Dans un précédent article (clic ICI ) je parle de la voie romaine qui arrivait à Coustouges, traversait la vallée du Tech pour rejoindre Batère avant de pénétrer dans la vallée du Têt. C'est donc une balade vers la tour de Batère, emblème de l'architecture médiévale en Haut Vallespir  que je vous propose aujourd'hui. 

A la sortie d'Arles sur Tech, une belle route sinueuse monte au joli village de Corsavy. En continuant la montée sur le contreforts suds du Canigou, on traverse de jolis paysages.de forêts de chênes-liège d'abord, d'acacias en fleurs ensuite puis se succèdent la végétation étagée des pentes montagneuses, la forêt de sapins qui se parsème de cerisiers sauvages suivie des pâturages d'estive.

A chaque passage, nous avons rencontré un troupeau de mouton qui occupe la route en toute tranquilité. Ils nous font clairement comprendre que le territoire leur appartient.

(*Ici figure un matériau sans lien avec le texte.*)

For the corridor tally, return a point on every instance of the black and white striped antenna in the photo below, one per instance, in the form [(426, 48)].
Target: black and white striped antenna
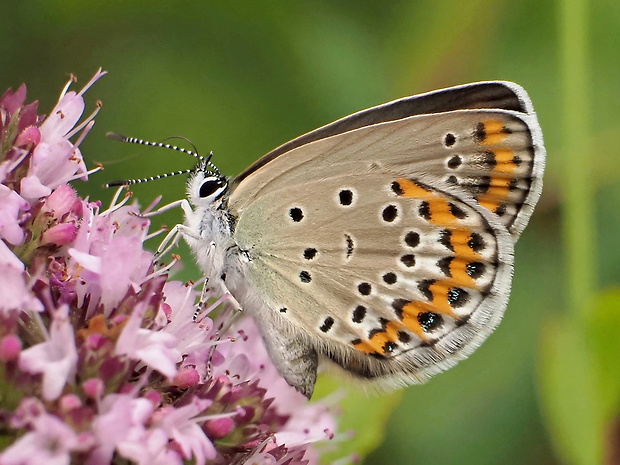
[(203, 162)]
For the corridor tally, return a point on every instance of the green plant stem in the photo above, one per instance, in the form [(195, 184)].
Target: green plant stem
[(579, 214)]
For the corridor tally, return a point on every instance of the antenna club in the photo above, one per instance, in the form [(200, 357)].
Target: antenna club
[(116, 136)]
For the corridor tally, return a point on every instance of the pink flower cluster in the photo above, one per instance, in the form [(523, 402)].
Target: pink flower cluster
[(100, 359)]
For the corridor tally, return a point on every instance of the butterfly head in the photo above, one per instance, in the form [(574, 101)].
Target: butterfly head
[(207, 186)]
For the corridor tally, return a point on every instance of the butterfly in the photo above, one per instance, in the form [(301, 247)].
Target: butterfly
[(380, 244)]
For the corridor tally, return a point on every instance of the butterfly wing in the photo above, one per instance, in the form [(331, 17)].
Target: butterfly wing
[(499, 159), (387, 248)]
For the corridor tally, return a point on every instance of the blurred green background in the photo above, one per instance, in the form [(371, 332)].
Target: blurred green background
[(240, 78)]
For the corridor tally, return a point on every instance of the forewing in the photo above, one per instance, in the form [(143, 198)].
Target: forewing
[(494, 156)]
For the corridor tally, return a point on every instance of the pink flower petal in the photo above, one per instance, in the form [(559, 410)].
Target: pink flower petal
[(55, 358)]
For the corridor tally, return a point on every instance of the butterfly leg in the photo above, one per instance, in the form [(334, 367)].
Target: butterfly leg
[(165, 208)]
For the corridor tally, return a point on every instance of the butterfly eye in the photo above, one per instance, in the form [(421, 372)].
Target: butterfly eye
[(210, 186)]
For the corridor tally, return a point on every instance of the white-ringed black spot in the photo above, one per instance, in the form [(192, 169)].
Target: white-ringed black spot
[(350, 245), (359, 314), (383, 322), (310, 253), (364, 288), (429, 321), (444, 265), (424, 287), (389, 213), (389, 347), (398, 305), (396, 188), (345, 197), (424, 210), (296, 214), (449, 139), (475, 269), (390, 278), (327, 324), (488, 159), (454, 162), (480, 132), (412, 239), (457, 211), (457, 297), (476, 242)]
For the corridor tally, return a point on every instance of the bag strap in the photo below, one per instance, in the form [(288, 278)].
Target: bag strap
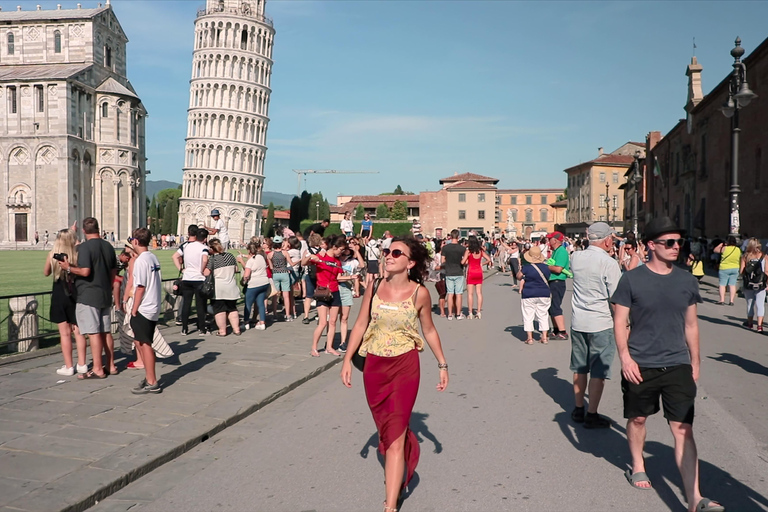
[(541, 274)]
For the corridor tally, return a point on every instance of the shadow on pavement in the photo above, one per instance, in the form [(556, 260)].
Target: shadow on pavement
[(746, 364), (419, 427), (171, 378), (611, 445)]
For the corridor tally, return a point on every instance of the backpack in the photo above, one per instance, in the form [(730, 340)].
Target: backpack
[(754, 276)]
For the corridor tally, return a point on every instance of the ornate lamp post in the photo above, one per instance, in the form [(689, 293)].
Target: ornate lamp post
[(637, 178), (739, 96)]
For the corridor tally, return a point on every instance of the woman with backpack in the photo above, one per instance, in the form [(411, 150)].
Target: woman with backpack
[(752, 269), (730, 256)]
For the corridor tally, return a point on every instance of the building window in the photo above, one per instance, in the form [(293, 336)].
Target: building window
[(12, 99), (39, 94)]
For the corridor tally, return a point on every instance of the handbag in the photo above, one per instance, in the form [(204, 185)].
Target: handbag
[(323, 294), (358, 361)]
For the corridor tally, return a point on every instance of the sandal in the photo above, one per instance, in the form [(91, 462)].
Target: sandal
[(636, 478), (707, 505), (91, 375)]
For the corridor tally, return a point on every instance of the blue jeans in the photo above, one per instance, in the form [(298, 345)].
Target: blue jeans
[(259, 294)]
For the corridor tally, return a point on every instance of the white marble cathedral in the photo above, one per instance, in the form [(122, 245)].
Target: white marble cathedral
[(228, 117), (71, 124)]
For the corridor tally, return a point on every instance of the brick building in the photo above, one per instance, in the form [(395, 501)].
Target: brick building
[(71, 125), (694, 158)]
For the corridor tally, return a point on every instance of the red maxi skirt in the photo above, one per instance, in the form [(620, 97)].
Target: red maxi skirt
[(391, 386)]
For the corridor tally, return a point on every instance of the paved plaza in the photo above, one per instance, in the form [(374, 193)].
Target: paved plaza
[(500, 437)]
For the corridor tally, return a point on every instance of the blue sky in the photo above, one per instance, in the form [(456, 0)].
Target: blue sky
[(418, 90)]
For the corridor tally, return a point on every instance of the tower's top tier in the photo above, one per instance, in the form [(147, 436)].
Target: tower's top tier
[(248, 8)]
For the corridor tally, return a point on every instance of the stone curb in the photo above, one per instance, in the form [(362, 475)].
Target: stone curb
[(178, 450)]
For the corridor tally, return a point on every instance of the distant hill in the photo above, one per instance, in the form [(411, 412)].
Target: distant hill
[(153, 187)]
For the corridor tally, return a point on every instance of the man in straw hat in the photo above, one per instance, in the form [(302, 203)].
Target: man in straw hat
[(593, 347), (660, 356)]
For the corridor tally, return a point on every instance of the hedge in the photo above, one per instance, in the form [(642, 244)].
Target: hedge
[(396, 228)]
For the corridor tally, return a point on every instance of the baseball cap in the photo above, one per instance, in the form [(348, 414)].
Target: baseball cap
[(556, 235), (599, 231)]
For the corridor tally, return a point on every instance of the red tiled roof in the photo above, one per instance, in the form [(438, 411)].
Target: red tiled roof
[(467, 176), (606, 159), (470, 184)]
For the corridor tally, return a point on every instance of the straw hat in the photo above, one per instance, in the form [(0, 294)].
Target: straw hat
[(533, 255)]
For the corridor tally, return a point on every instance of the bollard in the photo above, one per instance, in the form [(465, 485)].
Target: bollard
[(24, 323)]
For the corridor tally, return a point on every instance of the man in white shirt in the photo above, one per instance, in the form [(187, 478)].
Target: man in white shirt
[(219, 229), (147, 298), (191, 259)]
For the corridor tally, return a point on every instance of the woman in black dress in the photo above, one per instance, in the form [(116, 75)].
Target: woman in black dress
[(63, 301)]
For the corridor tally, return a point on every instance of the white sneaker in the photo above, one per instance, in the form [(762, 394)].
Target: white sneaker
[(67, 372)]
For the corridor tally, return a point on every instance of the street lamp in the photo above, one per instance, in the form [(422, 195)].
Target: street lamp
[(637, 178), (739, 96)]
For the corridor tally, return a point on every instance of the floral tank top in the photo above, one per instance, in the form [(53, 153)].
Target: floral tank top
[(393, 329)]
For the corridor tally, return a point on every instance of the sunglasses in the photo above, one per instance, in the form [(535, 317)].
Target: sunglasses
[(396, 253), (669, 243)]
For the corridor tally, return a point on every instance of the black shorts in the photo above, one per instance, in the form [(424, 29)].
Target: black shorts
[(335, 301), (557, 288), (143, 329), (223, 306), (675, 386)]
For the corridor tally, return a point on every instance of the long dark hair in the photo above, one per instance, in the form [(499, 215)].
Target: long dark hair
[(419, 255), (474, 245)]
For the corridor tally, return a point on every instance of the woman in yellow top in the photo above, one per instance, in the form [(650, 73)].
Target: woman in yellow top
[(730, 258), (387, 327)]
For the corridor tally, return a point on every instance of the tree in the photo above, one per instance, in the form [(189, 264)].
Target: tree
[(296, 208), (268, 227), (400, 210), (382, 211)]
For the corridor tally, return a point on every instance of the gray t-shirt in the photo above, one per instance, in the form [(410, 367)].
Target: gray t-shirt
[(96, 289), (453, 253), (657, 306)]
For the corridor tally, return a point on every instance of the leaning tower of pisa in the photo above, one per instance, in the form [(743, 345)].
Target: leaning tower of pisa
[(228, 116)]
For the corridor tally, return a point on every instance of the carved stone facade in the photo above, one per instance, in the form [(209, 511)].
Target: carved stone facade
[(228, 117), (71, 125)]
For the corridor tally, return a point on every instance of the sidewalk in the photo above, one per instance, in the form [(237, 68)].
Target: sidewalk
[(65, 444)]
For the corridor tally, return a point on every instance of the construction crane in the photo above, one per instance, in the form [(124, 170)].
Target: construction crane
[(304, 172)]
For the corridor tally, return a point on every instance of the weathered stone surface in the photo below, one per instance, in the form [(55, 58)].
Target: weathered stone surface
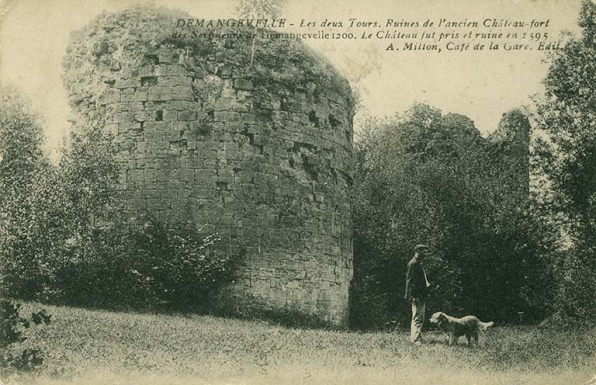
[(267, 164)]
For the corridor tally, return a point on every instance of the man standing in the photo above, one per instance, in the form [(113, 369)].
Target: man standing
[(416, 290)]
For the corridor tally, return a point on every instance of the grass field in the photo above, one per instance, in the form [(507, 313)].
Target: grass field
[(99, 347)]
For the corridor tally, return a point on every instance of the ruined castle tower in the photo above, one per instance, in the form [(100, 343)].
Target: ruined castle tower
[(249, 138)]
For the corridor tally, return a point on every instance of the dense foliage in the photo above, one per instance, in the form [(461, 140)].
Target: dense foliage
[(565, 160), (431, 178), (66, 237), (14, 359)]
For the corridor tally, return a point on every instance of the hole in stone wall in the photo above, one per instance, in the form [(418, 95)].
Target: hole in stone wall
[(152, 58), (148, 81), (333, 122), (312, 117)]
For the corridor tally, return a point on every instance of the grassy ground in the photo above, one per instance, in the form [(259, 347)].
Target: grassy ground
[(98, 347)]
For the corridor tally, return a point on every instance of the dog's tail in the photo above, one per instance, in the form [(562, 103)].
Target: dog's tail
[(485, 325)]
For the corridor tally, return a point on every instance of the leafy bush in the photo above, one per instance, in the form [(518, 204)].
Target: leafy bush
[(145, 265), (15, 362)]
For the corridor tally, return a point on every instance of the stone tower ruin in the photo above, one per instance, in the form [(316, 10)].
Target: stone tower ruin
[(249, 138)]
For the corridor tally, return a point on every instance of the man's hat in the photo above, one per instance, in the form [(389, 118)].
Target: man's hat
[(420, 247)]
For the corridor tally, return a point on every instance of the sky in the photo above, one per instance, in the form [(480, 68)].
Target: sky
[(481, 85)]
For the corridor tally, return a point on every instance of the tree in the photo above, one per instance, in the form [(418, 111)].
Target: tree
[(22, 170), (565, 159), (259, 9)]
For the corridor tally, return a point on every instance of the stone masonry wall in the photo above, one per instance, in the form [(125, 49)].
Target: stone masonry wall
[(260, 152)]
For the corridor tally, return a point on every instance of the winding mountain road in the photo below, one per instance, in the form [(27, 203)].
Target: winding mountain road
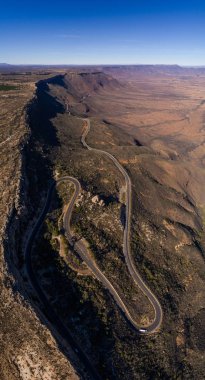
[(49, 312), (155, 325)]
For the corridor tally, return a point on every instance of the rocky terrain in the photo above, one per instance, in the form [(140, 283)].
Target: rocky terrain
[(152, 120), (27, 348)]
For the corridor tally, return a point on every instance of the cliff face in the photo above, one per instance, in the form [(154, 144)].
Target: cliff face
[(27, 349)]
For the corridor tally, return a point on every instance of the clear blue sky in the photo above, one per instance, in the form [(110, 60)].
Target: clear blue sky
[(109, 31)]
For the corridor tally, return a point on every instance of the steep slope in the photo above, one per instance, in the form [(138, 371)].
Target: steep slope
[(167, 229)]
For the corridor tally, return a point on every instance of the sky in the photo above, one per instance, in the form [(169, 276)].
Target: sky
[(102, 32)]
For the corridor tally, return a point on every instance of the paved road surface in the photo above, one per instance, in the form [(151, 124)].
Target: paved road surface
[(50, 314), (126, 240)]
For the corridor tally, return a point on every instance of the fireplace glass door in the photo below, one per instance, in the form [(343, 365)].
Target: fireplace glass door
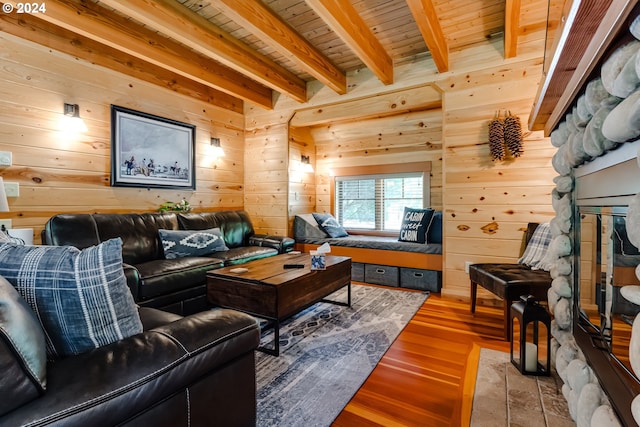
[(607, 265)]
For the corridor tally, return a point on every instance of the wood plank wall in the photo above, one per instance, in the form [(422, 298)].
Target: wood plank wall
[(302, 186), (267, 178), (487, 204), (71, 173)]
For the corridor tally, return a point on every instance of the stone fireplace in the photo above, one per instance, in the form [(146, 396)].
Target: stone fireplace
[(589, 104)]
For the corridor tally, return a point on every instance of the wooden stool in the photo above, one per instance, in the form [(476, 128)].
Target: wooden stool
[(508, 281)]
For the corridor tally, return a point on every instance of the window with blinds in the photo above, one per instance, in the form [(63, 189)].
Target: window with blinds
[(376, 202)]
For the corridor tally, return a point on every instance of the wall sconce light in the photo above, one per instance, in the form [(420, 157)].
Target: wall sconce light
[(4, 205), (306, 165), (217, 149), (72, 120)]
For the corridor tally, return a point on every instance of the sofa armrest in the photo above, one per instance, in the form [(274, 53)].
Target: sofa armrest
[(113, 383), (282, 244)]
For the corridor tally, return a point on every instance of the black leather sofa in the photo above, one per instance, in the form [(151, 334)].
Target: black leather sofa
[(175, 285), (181, 371)]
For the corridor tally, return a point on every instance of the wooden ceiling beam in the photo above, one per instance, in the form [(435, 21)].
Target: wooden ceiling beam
[(262, 22), (178, 22), (28, 27), (511, 27), (425, 16), (345, 21), (108, 28)]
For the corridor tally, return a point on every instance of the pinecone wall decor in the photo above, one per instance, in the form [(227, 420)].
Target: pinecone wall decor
[(513, 135), (496, 138)]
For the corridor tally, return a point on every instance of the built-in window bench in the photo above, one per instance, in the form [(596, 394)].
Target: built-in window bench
[(379, 260)]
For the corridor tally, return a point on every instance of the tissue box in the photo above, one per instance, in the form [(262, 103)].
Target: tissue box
[(318, 261)]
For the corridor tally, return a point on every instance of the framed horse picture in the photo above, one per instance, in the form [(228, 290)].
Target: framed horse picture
[(150, 151)]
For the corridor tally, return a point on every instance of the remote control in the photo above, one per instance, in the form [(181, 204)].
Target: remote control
[(294, 266)]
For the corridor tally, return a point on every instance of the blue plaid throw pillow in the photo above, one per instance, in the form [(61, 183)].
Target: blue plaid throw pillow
[(536, 249), (80, 297), (185, 243)]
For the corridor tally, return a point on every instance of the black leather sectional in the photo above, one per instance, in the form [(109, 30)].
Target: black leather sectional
[(175, 285)]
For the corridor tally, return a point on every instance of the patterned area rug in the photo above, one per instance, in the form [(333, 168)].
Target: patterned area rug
[(505, 398), (326, 354)]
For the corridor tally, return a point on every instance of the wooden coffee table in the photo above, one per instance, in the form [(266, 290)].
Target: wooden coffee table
[(269, 291)]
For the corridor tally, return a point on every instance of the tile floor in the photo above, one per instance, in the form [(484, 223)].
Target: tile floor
[(504, 397)]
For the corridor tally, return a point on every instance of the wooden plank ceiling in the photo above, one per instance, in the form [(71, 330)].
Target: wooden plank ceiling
[(230, 51)]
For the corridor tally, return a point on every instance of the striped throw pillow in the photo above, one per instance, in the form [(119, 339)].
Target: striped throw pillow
[(80, 297)]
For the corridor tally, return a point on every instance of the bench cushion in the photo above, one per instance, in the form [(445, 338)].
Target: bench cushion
[(509, 281)]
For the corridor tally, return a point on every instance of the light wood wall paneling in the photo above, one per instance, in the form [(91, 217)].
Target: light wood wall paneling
[(488, 203), (302, 186), (71, 173), (267, 178)]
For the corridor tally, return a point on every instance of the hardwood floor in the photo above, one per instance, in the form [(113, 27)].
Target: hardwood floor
[(423, 378)]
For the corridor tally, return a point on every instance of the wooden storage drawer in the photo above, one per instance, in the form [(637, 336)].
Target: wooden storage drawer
[(381, 274), (426, 280), (357, 272)]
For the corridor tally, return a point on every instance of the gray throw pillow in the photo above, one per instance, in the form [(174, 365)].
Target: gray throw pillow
[(24, 369), (185, 243), (80, 297), (330, 225)]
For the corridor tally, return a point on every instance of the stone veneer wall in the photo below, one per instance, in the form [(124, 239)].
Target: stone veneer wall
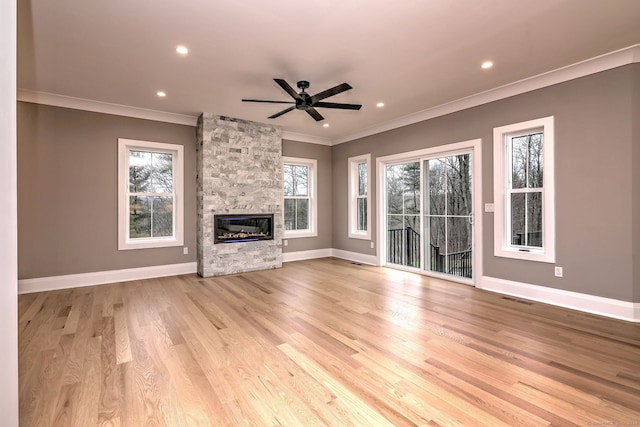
[(239, 166)]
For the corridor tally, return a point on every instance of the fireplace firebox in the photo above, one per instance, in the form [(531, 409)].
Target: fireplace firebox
[(243, 228)]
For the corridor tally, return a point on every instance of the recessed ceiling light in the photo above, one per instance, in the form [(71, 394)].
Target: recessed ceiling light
[(486, 65)]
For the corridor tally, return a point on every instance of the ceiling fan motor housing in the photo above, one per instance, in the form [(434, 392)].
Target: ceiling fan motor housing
[(303, 102)]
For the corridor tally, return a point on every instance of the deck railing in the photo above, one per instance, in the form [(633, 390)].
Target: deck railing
[(403, 248)]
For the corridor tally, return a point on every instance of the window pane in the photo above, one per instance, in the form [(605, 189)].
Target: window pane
[(395, 239), (296, 214), (161, 173), (436, 243), (139, 171), (535, 161), (289, 214), (459, 185), (436, 183), (296, 180), (302, 214), (519, 148), (518, 219), (411, 181), (412, 240), (139, 217), (534, 219), (362, 214), (162, 219), (150, 172), (394, 190), (458, 235), (362, 179)]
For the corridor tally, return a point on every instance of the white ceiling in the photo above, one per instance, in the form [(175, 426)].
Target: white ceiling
[(411, 54)]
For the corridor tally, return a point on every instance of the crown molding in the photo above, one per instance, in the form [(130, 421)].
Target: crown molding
[(587, 67), (300, 137), (103, 107), (598, 64)]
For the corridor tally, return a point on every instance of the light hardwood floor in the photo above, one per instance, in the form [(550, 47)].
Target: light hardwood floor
[(320, 342)]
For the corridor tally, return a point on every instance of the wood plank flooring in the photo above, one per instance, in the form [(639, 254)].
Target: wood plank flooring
[(319, 342)]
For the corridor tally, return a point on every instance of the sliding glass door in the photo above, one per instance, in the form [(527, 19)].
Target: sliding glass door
[(429, 214), (403, 214), (448, 215)]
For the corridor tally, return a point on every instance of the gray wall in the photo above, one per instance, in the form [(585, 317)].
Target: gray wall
[(594, 174), (636, 183), (67, 198), (322, 153), (67, 191)]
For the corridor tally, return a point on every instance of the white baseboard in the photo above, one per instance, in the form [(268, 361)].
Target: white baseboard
[(588, 303), (323, 253), (355, 256), (302, 255), (574, 300), (41, 284)]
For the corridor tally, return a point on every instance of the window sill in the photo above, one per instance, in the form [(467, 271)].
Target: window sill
[(299, 234), (149, 244), (361, 236), (537, 256)]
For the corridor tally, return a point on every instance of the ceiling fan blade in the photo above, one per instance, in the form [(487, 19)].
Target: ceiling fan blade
[(283, 112), (287, 88), (271, 102), (330, 92), (338, 105), (314, 113)]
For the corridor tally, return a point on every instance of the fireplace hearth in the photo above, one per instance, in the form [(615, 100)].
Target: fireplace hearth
[(243, 228)]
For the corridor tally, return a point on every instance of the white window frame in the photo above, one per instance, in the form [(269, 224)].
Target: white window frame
[(353, 179), (502, 176), (312, 231), (124, 241)]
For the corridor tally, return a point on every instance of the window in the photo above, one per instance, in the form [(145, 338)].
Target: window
[(150, 201), (359, 189), (524, 191), (299, 197)]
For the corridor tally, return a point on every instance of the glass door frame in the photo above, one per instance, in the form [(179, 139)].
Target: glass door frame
[(473, 147)]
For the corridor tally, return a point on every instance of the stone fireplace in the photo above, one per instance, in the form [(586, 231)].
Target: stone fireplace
[(239, 165)]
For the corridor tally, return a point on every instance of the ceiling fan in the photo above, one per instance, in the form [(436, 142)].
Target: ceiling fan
[(309, 103)]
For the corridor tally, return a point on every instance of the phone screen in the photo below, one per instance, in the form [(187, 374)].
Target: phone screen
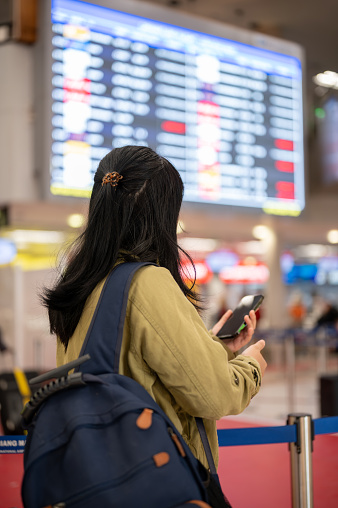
[(236, 323)]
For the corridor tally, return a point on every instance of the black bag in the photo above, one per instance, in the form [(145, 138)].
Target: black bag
[(98, 439)]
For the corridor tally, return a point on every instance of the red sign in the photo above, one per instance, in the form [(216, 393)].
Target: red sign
[(245, 274), (203, 272)]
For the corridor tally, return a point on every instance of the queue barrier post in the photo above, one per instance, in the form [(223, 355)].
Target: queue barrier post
[(301, 460)]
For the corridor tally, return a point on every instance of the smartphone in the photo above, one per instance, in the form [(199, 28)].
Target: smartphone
[(236, 323)]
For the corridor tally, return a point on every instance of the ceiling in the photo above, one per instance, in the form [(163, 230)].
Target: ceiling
[(310, 23)]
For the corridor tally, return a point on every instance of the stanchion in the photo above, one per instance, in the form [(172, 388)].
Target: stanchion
[(301, 460)]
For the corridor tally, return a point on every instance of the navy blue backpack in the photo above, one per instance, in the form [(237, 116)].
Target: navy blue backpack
[(97, 439)]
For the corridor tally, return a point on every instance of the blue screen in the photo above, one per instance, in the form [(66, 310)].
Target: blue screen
[(227, 115)]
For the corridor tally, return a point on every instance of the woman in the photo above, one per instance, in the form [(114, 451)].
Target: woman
[(133, 214)]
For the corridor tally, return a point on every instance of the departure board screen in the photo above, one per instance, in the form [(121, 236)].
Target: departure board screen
[(228, 115)]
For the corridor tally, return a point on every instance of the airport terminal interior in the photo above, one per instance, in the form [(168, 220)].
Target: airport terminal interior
[(241, 96)]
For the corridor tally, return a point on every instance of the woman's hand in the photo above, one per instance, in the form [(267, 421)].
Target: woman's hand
[(246, 334)]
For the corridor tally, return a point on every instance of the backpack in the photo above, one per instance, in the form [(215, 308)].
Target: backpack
[(97, 439)]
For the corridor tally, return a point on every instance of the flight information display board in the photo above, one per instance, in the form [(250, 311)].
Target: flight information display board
[(228, 115)]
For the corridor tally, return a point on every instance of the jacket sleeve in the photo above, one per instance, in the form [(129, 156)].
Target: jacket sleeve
[(192, 364)]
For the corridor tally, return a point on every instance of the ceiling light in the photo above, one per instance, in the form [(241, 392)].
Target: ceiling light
[(35, 236), (328, 79), (332, 236)]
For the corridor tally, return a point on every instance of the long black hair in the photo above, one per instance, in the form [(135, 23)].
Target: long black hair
[(136, 218)]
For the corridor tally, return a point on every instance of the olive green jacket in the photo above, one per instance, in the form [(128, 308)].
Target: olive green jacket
[(168, 350)]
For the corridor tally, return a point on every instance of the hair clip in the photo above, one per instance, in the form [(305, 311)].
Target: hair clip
[(112, 178)]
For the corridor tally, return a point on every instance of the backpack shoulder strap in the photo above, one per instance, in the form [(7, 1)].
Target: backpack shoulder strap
[(104, 336), (107, 327)]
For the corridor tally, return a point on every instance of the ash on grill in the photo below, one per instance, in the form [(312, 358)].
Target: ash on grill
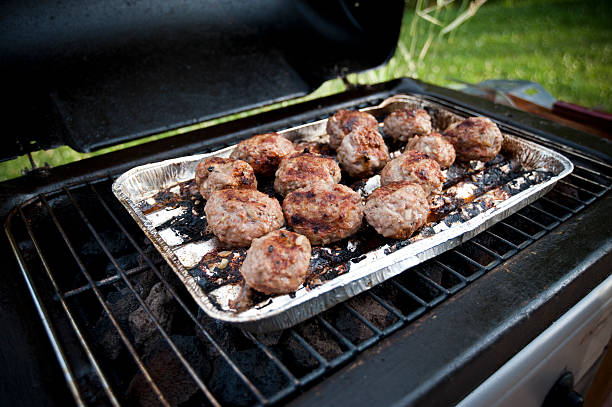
[(471, 189)]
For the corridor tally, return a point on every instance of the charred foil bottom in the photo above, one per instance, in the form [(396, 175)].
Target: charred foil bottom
[(475, 195)]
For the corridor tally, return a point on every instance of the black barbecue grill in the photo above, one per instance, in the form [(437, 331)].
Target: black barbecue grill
[(427, 336)]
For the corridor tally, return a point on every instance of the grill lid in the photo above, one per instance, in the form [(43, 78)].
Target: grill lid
[(90, 74)]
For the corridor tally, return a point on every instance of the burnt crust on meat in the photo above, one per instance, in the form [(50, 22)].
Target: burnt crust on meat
[(215, 173), (414, 166), (237, 216), (345, 121), (302, 169), (475, 138), (398, 209), (277, 263), (324, 213), (314, 147), (434, 146), (362, 152), (403, 124), (263, 152)]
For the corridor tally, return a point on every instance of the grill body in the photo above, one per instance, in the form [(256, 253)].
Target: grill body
[(428, 336)]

En ce mois de mai les cerisiers sauvages commençaient leur floraison et illuminaient les pentes du Canigou d'une légère couverture aérienne d'un blanc floconneux.

Côté Nord, la tour de Batère se dessine .

La tour de Batère a porté le nom de Tour de la Porte du nom du col qu'elle protège.

Les pâturages sont peu à peu remplacés par la forêt dont les arbres morts dessinent des sculptures inattendues.

La tour de Batère est une tour à signaux probablement construite par les rois de Majorque vers 1340 pour se protéger des attaques des rois d'Aragon qui mirent  fin au royaume de Majorque. Elle a d'abord porté le nom de Tour de la Porte du nom du Col qu'elle protège.

 

 

La tour de Batère

 

La tour de Batère

Ronde et d'un diamètre de 10 mètres , elle comprenait deux étages et une citerne.  Les murs de 3 mètres protégeaient une seule et unique pièce par étage chauffée par une cheminée et accessible par une ouverture située à 3 mètres du sol pour éviter l'invasion.

Les tours à signaux ont été de redoutables moyens de défense

La tour avait pour but de relayer des signaux en lien avec les tours de Corsavy, de Montferrer et de Serralongue.

Une garnison de 6 hommes pouvait y vivre et soutenir un siège. avec un équipement très spartiate 

  • pour l'équipement « 6 arbalètes à étrier, 6 crocs, 2 caisses de carreaux pour arbalète, 6 casques de fer ou heaumes, 6 cuirasses, 6 boucliers »
  • pour ration« Deux barils d’eau pour 60 jours, 260 litres de vin (1/4 litre par homme et par jour pendant 2 mois), 1 baril de vinaigre, de la farine de froment et de seigle pour faire 1 kg de pain par homme et par jour »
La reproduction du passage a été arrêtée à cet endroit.